Critical industry subsidies take centre stage in Australian budget
Australia and Saudi Arabia chasing similar technologies
The Australian Government has committed $22.7 billion towards its Future Made in Australia initiative, in an attempt to build out capabilities in the production of critical technologies. From FY2027/28, the Government will introduce a $6.7 billion Hydrogen Production Tax Incentive set at $2/kg to make hydrogen more cost-competitive with other energy sources. There was also $470 million in loans, share purchases and grants for Quantum computing startup PsiQuantum. The Queensland Government will match the Federal Government’s commitment. The Federal Government will also spend $566 million over 10 years for Geoscience Australia to map the location of potential critical mineral deposits across the country, identify potential offshore CCS sites, as well as potential sites for offshore green hydrogen projects.

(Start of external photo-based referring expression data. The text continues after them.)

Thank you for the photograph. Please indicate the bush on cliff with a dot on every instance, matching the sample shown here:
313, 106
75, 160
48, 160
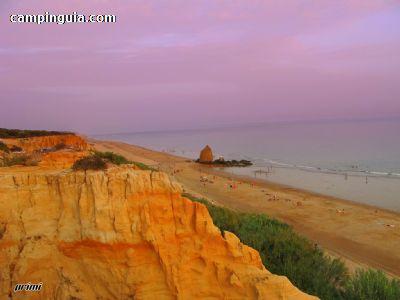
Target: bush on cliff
116, 159
89, 163
15, 160
18, 133
98, 161
284, 252
3, 147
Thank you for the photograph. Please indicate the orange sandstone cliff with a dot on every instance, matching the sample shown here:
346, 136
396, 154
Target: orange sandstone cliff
120, 234
35, 143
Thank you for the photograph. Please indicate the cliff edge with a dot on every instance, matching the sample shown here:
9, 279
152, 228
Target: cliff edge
121, 234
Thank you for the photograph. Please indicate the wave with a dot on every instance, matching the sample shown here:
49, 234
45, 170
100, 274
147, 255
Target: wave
350, 172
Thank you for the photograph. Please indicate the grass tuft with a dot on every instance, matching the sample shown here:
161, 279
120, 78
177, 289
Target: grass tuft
284, 252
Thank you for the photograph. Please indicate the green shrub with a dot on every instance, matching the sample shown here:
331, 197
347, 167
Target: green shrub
15, 160
89, 163
143, 166
18, 133
283, 252
15, 149
3, 147
371, 284
116, 159
60, 146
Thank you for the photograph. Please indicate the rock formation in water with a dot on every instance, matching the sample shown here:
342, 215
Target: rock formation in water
122, 233
206, 155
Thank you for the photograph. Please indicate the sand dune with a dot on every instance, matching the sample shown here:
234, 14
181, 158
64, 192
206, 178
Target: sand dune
362, 235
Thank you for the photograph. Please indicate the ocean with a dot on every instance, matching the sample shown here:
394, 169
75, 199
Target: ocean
352, 160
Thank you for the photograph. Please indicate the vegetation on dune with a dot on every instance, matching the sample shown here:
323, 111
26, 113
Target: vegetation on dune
115, 159
98, 161
3, 147
22, 160
89, 163
18, 133
60, 146
284, 252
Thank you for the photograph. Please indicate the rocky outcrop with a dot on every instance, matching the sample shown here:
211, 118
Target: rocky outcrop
121, 234
206, 155
34, 143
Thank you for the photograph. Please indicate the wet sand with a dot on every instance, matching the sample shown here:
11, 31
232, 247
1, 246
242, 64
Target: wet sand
361, 235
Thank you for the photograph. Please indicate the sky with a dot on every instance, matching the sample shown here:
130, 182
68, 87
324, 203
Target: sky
182, 64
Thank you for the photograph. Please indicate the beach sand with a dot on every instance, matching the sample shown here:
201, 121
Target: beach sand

The significant commitments are demonstrative of Australia’s aim to gain a foothold in critical industries, mirroring Saudi Arabia’s ambitious push into alternative energy sources like hydrogen. Australia’s $6.7 billion Hydrogen Production Tax Incentive Echoes Saudi Arabia’s investments in renewable energy projects, both aiming to position themselves as leaders in the global energy transition. Moreover, just as Australia is fostering innovation in quantum computing with investments in start-ups like PsiQuantum, Saudi Arabia has its own initiatives to develop cutting-edge technologies, aligning with its Vision 2030 goals.

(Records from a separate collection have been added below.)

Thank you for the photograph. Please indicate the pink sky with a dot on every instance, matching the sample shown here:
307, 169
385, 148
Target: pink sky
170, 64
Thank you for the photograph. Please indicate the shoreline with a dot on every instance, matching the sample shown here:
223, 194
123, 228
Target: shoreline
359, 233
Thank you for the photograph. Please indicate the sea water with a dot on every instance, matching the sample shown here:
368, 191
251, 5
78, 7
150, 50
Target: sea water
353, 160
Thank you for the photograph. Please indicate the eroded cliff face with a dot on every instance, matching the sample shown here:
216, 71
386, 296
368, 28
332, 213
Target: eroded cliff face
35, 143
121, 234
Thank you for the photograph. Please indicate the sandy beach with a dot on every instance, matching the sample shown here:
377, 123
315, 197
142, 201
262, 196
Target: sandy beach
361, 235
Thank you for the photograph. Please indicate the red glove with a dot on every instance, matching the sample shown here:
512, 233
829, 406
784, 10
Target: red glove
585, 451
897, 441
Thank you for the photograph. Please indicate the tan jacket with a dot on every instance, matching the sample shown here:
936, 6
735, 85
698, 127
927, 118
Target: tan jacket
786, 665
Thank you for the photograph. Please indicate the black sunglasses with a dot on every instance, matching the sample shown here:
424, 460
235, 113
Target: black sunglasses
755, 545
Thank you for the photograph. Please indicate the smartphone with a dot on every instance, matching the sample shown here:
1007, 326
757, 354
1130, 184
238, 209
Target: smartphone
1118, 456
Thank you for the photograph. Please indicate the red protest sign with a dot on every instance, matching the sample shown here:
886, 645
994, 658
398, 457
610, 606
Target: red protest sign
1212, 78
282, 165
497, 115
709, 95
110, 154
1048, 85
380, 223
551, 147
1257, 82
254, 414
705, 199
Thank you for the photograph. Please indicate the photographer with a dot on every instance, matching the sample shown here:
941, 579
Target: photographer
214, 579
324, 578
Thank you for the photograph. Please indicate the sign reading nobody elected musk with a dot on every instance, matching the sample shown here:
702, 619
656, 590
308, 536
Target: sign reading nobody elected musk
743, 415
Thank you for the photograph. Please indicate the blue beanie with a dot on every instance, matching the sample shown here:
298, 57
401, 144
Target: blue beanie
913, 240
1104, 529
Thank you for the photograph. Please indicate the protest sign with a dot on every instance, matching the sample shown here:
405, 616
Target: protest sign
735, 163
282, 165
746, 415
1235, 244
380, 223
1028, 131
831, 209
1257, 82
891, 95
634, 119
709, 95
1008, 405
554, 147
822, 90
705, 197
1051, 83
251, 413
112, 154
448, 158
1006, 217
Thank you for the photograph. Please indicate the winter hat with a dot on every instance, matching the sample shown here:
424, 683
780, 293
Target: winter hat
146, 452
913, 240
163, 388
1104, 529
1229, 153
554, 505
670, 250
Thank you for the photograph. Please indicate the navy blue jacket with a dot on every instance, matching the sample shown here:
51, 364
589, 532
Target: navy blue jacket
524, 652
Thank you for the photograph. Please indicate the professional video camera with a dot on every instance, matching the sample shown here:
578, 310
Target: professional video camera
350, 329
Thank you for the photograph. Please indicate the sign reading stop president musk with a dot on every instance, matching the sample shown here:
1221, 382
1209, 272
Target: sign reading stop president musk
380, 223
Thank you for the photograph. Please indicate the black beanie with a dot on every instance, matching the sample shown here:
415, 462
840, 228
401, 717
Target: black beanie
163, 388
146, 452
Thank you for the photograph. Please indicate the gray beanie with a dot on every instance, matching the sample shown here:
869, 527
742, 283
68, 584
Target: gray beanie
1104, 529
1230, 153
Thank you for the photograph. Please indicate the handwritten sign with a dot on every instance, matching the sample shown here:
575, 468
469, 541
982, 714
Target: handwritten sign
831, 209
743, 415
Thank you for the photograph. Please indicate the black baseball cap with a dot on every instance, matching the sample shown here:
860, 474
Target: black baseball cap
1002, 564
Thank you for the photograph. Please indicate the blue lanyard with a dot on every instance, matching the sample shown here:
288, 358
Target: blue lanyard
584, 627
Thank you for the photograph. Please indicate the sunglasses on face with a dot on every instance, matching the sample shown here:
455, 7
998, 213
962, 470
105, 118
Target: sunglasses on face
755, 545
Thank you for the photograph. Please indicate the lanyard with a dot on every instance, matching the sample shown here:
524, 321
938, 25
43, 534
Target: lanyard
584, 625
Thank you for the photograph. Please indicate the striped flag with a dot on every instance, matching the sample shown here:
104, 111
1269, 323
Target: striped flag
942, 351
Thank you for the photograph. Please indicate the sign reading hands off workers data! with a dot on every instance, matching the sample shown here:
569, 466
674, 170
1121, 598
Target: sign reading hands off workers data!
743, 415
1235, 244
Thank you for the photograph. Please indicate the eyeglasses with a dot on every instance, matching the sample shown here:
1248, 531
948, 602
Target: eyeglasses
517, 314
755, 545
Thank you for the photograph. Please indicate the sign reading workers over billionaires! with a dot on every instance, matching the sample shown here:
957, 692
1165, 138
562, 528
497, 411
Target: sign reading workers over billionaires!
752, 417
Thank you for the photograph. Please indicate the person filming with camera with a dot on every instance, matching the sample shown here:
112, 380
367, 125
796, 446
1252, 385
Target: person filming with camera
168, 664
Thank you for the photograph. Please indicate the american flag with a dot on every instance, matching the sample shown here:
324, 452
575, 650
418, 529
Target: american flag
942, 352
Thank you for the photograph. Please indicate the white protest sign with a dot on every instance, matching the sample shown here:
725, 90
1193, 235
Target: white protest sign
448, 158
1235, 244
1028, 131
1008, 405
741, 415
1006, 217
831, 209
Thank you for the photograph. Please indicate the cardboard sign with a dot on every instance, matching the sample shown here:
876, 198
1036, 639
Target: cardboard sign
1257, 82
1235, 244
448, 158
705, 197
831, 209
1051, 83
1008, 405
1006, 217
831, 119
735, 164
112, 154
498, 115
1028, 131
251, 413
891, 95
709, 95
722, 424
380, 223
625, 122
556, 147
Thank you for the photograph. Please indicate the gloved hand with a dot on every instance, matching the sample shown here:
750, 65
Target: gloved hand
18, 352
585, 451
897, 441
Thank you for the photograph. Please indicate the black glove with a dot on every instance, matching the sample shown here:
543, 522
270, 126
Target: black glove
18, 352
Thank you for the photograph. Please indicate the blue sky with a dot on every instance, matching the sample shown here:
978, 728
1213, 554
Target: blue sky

Saudi Arabia records small Q1 budget deficit while inflation remains steady
Rising housing prices one of the largest factors driving inflation
Saudi Arabia recorded a budget deficit of SAR12.4 billion (US$3.3 billion) in the first quarter of the year, with government expenditure rising by 8 percent to SAR305.82 billion. In April, the Kingdom’s inflation held steady at 1.6 percent annually for the second consecutive month, propelled by shifts in housing prices. The Consumer Price Index saw a marginal 0.3 percent uptick from March to April, largely influenced by a 0.4 percent rise in housing costs, including rents and prices. Personal goods and services rose by 1.2 percent, while food and beverages saw a 0.2 percent increase, and clothing and footwear climbed by 0.6 percent. Recreation and culture expenses also saw a 0.7 percent uptick. Notably, non-oil revenues experienced a significant annual increase of 9 percent, reaching SAR293.43 billion, driven by heightened taxes on goods and services, which surged by 11 percent to approximately SAR70 billion. Despite this revenue boost.
Saudi Arabia ups IT spending by 20 percent
Will help to foster a digitally-driven economy
In 2023, Saudi government spending on IT surged by 20 percent year-on-year, reaching SAR41.87 billion (US$11.16 billion). This substantial investment has played a pivotal role in advancing digital transformation across various facets of Saudi society. Notably, the health and social development sector received the largest share of government IT expenditure, amounting to SAR20.14 billion, representing 17 percent of the total expenditure.
The increased government spending on IT reflects Saudi Arabia’s strategic focus on fostering a conducive environment for investment and economic growth. The Kingdom aims to enhance its attractiveness to both domestic and foreign investors. The modernisation of IT systems is a key part of this as it improves operational efficiencies and promotes a digitally-driven economy.